Otra vez más ante la nueva visita de la ministra, podemos seguir rellenando el álbum de fotos de las promesas incumplidas, lustrosos todos y todas, seguro que no faltó alguna comilona o vermut digno de tan glorioso festín del regodeo y la sepultura.

Se han sucedido reclamos, quejas, promesas, visitas, fotos y más fotos. Teresa Ribero, aunque algunos la ponen como el centro de la diana, me parece injusto, pues en buena parte se está comiendo el pastel generado por sus antecesores en los ministerios y por sindicatos, gobiernos y partidos que firmaron las sentencias de muerte sin garantías de futura resurrección. En su anterior visita su rostro cariacontecido denotaba su sorpresa ante el recibimiento, en esta ocasión se puede interpretar como acto electoral según algunos o como no haberse escondido según otros. Más allá de nuestros pareceres, me parece menos responsable de la situación que muchos de los que se sentaron a escucharla entre los que estaban los del no al cierre, los que van de partido en partido o los que catedráticos del verbo engañar, que si saben bien la cantidad de negligencias y mentiras que han soltado con la ligereza propia del carajillero medio que dicta sentencias desde la barra del bar.

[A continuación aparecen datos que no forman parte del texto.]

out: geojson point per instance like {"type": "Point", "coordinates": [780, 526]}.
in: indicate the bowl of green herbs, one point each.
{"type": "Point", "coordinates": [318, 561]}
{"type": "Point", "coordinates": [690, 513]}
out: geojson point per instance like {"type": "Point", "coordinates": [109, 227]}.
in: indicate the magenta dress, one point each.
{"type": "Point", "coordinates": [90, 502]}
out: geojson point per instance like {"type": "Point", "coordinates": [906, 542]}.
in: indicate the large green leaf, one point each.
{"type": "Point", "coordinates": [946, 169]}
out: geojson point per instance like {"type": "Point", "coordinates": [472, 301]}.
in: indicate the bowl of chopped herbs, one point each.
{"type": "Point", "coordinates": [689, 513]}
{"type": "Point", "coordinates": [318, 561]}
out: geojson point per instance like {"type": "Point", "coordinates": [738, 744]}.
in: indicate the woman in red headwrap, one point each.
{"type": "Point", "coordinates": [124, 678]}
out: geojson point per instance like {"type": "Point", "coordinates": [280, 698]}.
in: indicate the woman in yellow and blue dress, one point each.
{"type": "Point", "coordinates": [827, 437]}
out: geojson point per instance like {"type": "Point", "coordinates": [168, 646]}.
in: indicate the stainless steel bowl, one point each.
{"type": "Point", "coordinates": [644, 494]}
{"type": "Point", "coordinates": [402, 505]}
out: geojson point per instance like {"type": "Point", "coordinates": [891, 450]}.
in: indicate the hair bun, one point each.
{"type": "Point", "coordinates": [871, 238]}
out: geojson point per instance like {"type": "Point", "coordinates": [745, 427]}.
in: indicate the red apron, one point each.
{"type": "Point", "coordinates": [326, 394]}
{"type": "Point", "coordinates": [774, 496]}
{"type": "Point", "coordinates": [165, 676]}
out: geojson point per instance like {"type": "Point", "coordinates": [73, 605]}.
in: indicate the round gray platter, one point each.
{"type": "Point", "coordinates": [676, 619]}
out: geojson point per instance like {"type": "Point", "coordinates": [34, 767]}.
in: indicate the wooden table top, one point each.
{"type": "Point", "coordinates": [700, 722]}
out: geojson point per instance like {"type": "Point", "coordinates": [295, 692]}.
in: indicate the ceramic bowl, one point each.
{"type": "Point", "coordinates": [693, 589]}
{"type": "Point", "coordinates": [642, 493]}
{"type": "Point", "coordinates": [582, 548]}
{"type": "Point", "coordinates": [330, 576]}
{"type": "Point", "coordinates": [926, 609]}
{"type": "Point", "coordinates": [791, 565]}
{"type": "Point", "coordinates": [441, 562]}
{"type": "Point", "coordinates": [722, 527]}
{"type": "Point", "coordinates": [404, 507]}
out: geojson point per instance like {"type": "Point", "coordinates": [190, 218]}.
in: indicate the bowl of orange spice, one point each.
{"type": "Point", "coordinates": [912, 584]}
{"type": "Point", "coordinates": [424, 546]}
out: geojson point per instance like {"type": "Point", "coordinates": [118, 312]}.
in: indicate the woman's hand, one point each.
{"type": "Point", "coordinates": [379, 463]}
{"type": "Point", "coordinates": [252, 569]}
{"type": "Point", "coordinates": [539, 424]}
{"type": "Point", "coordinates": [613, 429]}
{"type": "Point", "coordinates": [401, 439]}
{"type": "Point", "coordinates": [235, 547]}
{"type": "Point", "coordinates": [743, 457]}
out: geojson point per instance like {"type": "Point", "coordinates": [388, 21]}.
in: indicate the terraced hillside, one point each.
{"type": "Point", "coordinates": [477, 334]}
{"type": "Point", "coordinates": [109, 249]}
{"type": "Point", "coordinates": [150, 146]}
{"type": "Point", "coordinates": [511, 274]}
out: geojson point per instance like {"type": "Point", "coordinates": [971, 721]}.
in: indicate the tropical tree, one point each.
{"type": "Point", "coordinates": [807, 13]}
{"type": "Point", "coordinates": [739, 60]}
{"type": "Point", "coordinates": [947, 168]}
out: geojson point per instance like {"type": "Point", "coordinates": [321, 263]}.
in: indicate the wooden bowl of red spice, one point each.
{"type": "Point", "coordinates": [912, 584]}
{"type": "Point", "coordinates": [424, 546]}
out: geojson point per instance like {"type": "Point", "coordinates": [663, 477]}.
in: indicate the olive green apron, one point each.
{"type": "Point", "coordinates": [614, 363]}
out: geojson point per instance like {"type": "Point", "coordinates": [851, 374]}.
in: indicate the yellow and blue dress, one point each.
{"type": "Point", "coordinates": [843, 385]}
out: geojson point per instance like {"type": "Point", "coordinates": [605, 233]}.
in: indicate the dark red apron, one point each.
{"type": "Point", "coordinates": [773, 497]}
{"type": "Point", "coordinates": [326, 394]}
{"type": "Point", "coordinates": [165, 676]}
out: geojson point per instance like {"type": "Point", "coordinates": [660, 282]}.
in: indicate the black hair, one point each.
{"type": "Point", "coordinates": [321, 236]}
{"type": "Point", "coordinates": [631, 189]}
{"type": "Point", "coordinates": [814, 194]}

La ministra no nos va a traer nada distinto al político medio que llevamos padeciendo desde ni se sabe. El juego de cifras, números de puestos de trabajo o millones de inversión se convirtió hace mucho en una ruleta de la suerte macabra en la que solo se puede ganar el día en que algo de lo dicho se convierta en verdad. A día de hoy, aparte de la elaboración enciclopedia de la mentira que ha encontrado en Andorra a sus mejores colaboradores, que apenas está generando trabajo para unos poquitos, los otros dos proyectos en marcha son las renovables y sus interminables placas cuyo futuro es muy difícil y el desmantelamiento, paradoja tenebrosa que el futuro a corto plazo pase por deshacer. Desmantelamiento que es una sucesión de despropósitos, recomiendo escuchar a alguno de los trabajadores porque lo que se cuenta es una falta de organización y de vergüenza nunca antes vista y hablamos de un lugar donde ha pasado cada encargado que telita, ladrones, explotadores, chulos de manual o golfos, pero al parecer todo parece poca cosa en comparación a la actualidad.

Así que ese es, por ahora, el plan y no tiene visos de mejorar a corto plazo, seguiremos esperando buenas nuevas, pero la evolución del enfermito pudiéramos concluir, no es del todo favorable. El pronóstico es que aún hay vida y puede seguir habiéndola, como suelo decir, pero sobran fotos y sigue faltando lo mismo de siempre. Las elecciones del próximo año traerán más fotos para el álbum y más paginas para la enciclopedia, pero lo importante de verdad no sabemos si lo verán nuestros ojos o nos harán creer que lo ven.